House Speaker Nancy Pelosi is calling on the Bush administration to release part of the strategic oil reserve to spare Americans from rising gasoline and heating oil bills.
Clearly, the California Democrat understands the relationship between supply and price. And yet Pelosi remains staunchly opposed to tapping into America's vast offshore and Alaskan oil pools.
What, then, does she suggest the nation do once it burns through its strategic reserves, which have been aside to protect the country against supply interuptions, and not price spikes. Where will the new supplies come from to moderate prices?
Pelosi also seems to be working against her own environmental agenda. The higher gasoline prices are forcing American motorists into more fuel efficient vehicles, precisely the objective she sought when she helped impose oppressive fuel performance standards on automakers last fall. In driving less, they're also producing less greenhouse gases, another Pelosi objective.
PThe speaker's contradictory positions reflect the nation's dishonest approach to energy.
We say we want to use less oil, and then howl when prices go up. Higher prices are the most effective means of encouraging conservation.

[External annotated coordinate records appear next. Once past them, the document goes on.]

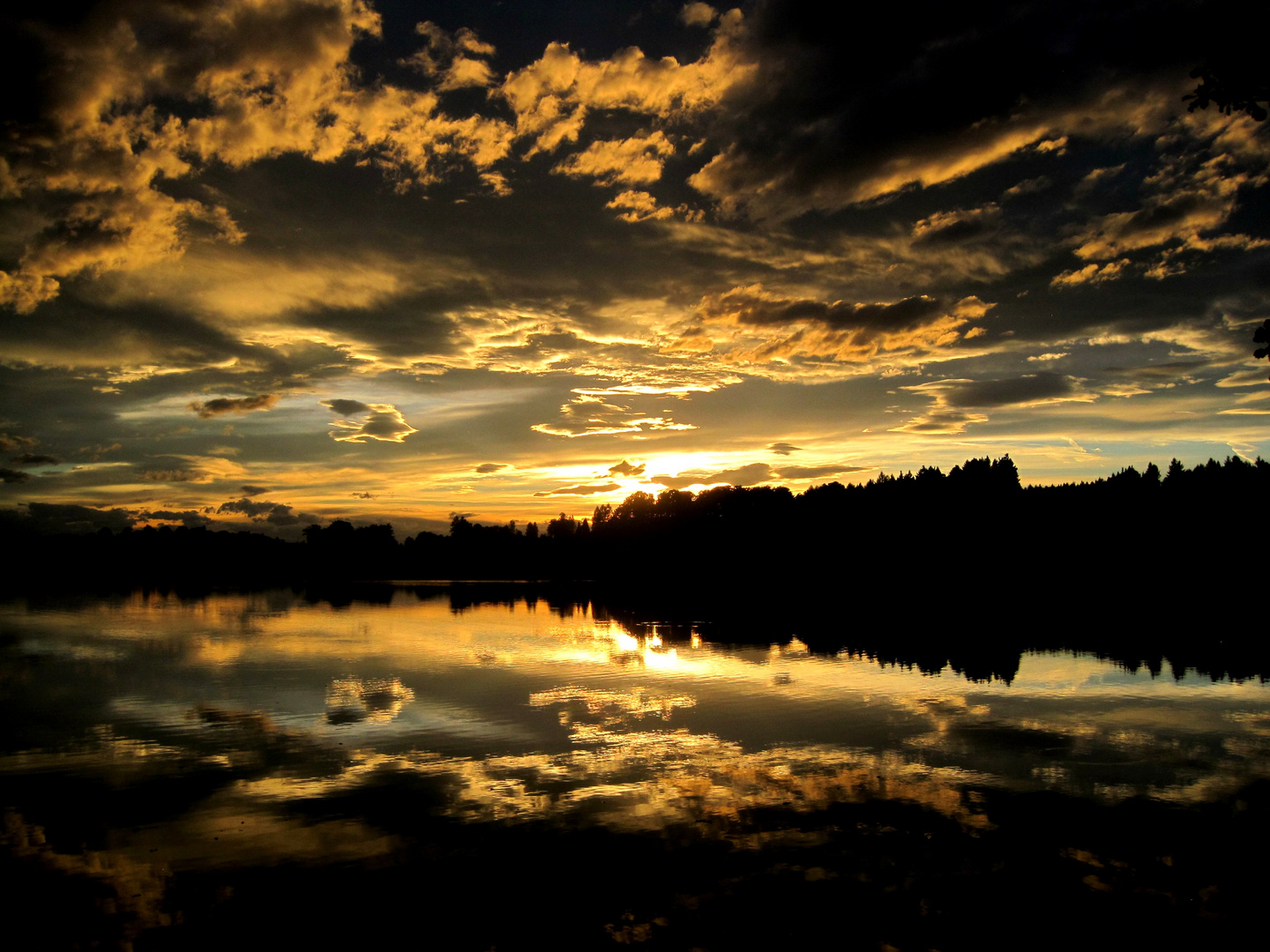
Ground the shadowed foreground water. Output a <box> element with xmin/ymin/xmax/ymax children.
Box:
<box><xmin>0</xmin><ymin>588</ymin><xmax>1270</xmax><ymax>951</ymax></box>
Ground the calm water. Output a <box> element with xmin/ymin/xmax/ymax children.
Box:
<box><xmin>0</xmin><ymin>589</ymin><xmax>1270</xmax><ymax>949</ymax></box>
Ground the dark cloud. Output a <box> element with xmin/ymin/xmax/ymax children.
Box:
<box><xmin>650</xmin><ymin>464</ymin><xmax>776</xmax><ymax>488</ymax></box>
<box><xmin>26</xmin><ymin>502</ymin><xmax>136</xmax><ymax>532</ymax></box>
<box><xmin>0</xmin><ymin>433</ymin><xmax>40</xmax><ymax>453</ymax></box>
<box><xmin>702</xmin><ymin>288</ymin><xmax>944</xmax><ymax>332</ymax></box>
<box><xmin>321</xmin><ymin>400</ymin><xmax>370</xmax><ymax>416</ymax></box>
<box><xmin>323</xmin><ymin>400</ymin><xmax>419</xmax><ymax>443</ymax></box>
<box><xmin>190</xmin><ymin>393</ymin><xmax>278</xmax><ymax>420</ymax></box>
<box><xmin>216</xmin><ymin>499</ymin><xmax>301</xmax><ymax>527</ymax></box>
<box><xmin>1103</xmin><ymin>360</ymin><xmax>1212</xmax><ymax>381</ymax></box>
<box><xmin>139</xmin><ymin>470</ymin><xmax>207</xmax><ymax>482</ymax></box>
<box><xmin>609</xmin><ymin>459</ymin><xmax>644</xmax><ymax>476</ymax></box>
<box><xmin>693</xmin><ymin>0</ymin><xmax>1229</xmax><ymax>219</ymax></box>
<box><xmin>534</xmin><ymin>482</ymin><xmax>621</xmax><ymax>496</ymax></box>
<box><xmin>138</xmin><ymin>509</ymin><xmax>212</xmax><ymax>529</ymax></box>
<box><xmin>774</xmin><ymin>464</ymin><xmax>869</xmax><ymax>480</ymax></box>
<box><xmin>942</xmin><ymin>373</ymin><xmax>1076</xmax><ymax>407</ymax></box>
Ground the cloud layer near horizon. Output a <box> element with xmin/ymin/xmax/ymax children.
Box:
<box><xmin>0</xmin><ymin>0</ymin><xmax>1270</xmax><ymax>532</ymax></box>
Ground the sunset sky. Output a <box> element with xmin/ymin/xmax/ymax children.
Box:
<box><xmin>0</xmin><ymin>0</ymin><xmax>1270</xmax><ymax>537</ymax></box>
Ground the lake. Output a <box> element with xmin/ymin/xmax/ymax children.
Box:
<box><xmin>0</xmin><ymin>586</ymin><xmax>1270</xmax><ymax>951</ymax></box>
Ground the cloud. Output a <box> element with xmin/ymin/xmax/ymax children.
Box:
<box><xmin>679</xmin><ymin>3</ymin><xmax>719</xmax><ymax>26</ymax></box>
<box><xmin>604</xmin><ymin>190</ymin><xmax>687</xmax><ymax>222</ymax></box>
<box><xmin>698</xmin><ymin>285</ymin><xmax>993</xmax><ymax>364</ymax></box>
<box><xmin>652</xmin><ymin>464</ymin><xmax>776</xmax><ymax>488</ymax></box>
<box><xmin>138</xmin><ymin>509</ymin><xmax>212</xmax><ymax>529</ymax></box>
<box><xmin>190</xmin><ymin>393</ymin><xmax>278</xmax><ymax>420</ymax></box>
<box><xmin>216</xmin><ymin>497</ymin><xmax>301</xmax><ymax>527</ymax></box>
<box><xmin>688</xmin><ymin>4</ymin><xmax>1198</xmax><ymax>221</ymax></box>
<box><xmin>401</xmin><ymin>20</ymin><xmax>496</xmax><ymax>93</ymax></box>
<box><xmin>497</xmin><ymin>11</ymin><xmax>756</xmax><ymax>155</ymax></box>
<box><xmin>774</xmin><ymin>464</ymin><xmax>869</xmax><ymax>480</ymax></box>
<box><xmin>320</xmin><ymin>400</ymin><xmax>370</xmax><ymax>416</ymax></box>
<box><xmin>0</xmin><ymin>433</ymin><xmax>40</xmax><ymax>453</ymax></box>
<box><xmin>26</xmin><ymin>502</ymin><xmax>136</xmax><ymax>533</ymax></box>
<box><xmin>321</xmin><ymin>400</ymin><xmax>419</xmax><ymax>443</ymax></box>
<box><xmin>941</xmin><ymin>373</ymin><xmax>1077</xmax><ymax>409</ymax></box>
<box><xmin>890</xmin><ymin>410</ymin><xmax>988</xmax><ymax>435</ymax></box>
<box><xmin>890</xmin><ymin>372</ymin><xmax>1099</xmax><ymax>434</ymax></box>
<box><xmin>555</xmin><ymin>132</ymin><xmax>675</xmax><ymax>188</ymax></box>
<box><xmin>534</xmin><ymin>482</ymin><xmax>623</xmax><ymax>496</ymax></box>
<box><xmin>0</xmin><ymin>0</ymin><xmax>513</xmax><ymax>312</ymax></box>
<box><xmin>531</xmin><ymin>384</ymin><xmax>696</xmax><ymax>438</ymax></box>
<box><xmin>609</xmin><ymin>459</ymin><xmax>644</xmax><ymax>476</ymax></box>
<box><xmin>138</xmin><ymin>470</ymin><xmax>212</xmax><ymax>482</ymax></box>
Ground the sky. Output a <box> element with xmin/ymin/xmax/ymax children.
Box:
<box><xmin>0</xmin><ymin>0</ymin><xmax>1270</xmax><ymax>537</ymax></box>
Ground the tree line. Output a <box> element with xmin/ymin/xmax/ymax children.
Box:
<box><xmin>5</xmin><ymin>456</ymin><xmax>1270</xmax><ymax>599</ymax></box>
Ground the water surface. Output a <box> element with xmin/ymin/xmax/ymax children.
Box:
<box><xmin>0</xmin><ymin>588</ymin><xmax>1270</xmax><ymax>949</ymax></box>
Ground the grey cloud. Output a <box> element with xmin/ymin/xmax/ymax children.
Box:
<box><xmin>650</xmin><ymin>464</ymin><xmax>776</xmax><ymax>488</ymax></box>
<box><xmin>0</xmin><ymin>433</ymin><xmax>40</xmax><ymax>453</ymax></box>
<box><xmin>139</xmin><ymin>470</ymin><xmax>207</xmax><ymax>482</ymax></box>
<box><xmin>773</xmin><ymin>464</ymin><xmax>869</xmax><ymax>480</ymax></box>
<box><xmin>702</xmin><ymin>288</ymin><xmax>942</xmax><ymax>331</ymax></box>
<box><xmin>691</xmin><ymin>3</ymin><xmax>1199</xmax><ymax>219</ymax></box>
<box><xmin>321</xmin><ymin>400</ymin><xmax>370</xmax><ymax>416</ymax></box>
<box><xmin>609</xmin><ymin>459</ymin><xmax>644</xmax><ymax>476</ymax></box>
<box><xmin>321</xmin><ymin>400</ymin><xmax>419</xmax><ymax>443</ymax></box>
<box><xmin>534</xmin><ymin>482</ymin><xmax>621</xmax><ymax>496</ymax></box>
<box><xmin>216</xmin><ymin>499</ymin><xmax>301</xmax><ymax>525</ymax></box>
<box><xmin>138</xmin><ymin>509</ymin><xmax>211</xmax><ymax>529</ymax></box>
<box><xmin>707</xmin><ymin>464</ymin><xmax>774</xmax><ymax>487</ymax></box>
<box><xmin>26</xmin><ymin>502</ymin><xmax>136</xmax><ymax>532</ymax></box>
<box><xmin>892</xmin><ymin>410</ymin><xmax>988</xmax><ymax>435</ymax></box>
<box><xmin>649</xmin><ymin>476</ymin><xmax>709</xmax><ymax>488</ymax></box>
<box><xmin>190</xmin><ymin>393</ymin><xmax>278</xmax><ymax>420</ymax></box>
<box><xmin>401</xmin><ymin>20</ymin><xmax>494</xmax><ymax>92</ymax></box>
<box><xmin>1105</xmin><ymin>360</ymin><xmax>1212</xmax><ymax>381</ymax></box>
<box><xmin>941</xmin><ymin>373</ymin><xmax>1074</xmax><ymax>407</ymax></box>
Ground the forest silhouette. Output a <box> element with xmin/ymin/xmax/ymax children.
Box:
<box><xmin>3</xmin><ymin>456</ymin><xmax>1270</xmax><ymax>593</ymax></box>
<box><xmin>4</xmin><ymin>456</ymin><xmax>1270</xmax><ymax>681</ymax></box>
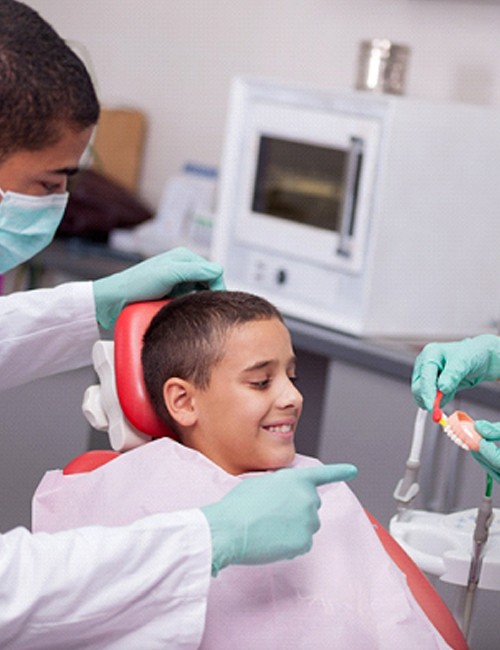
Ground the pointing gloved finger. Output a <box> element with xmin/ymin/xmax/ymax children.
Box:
<box><xmin>293</xmin><ymin>463</ymin><xmax>358</xmax><ymax>487</ymax></box>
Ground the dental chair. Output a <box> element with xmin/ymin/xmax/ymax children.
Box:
<box><xmin>68</xmin><ymin>301</ymin><xmax>467</xmax><ymax>650</ymax></box>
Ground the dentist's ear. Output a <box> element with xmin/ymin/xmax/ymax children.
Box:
<box><xmin>163</xmin><ymin>377</ymin><xmax>197</xmax><ymax>427</ymax></box>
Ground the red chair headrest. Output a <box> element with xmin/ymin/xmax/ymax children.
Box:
<box><xmin>115</xmin><ymin>300</ymin><xmax>177</xmax><ymax>438</ymax></box>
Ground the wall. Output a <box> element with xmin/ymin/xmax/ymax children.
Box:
<box><xmin>27</xmin><ymin>0</ymin><xmax>500</xmax><ymax>207</ymax></box>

Politicians like Pelosi want to pretend that they can spare individual consumers the pain of their restrictive environmental policies.
That's impossible. Congress has limited oil supply by placing vast stretches of the nation off-limits to exploration, and thus helped drive up the cost of fuel. Congress increased demand for corn by adopting ethanoal mandates, and thus helped drive up food cots.
But don't hold your breath waiting for Pelosi and her peers to accept responsibility for the consequences of their policies.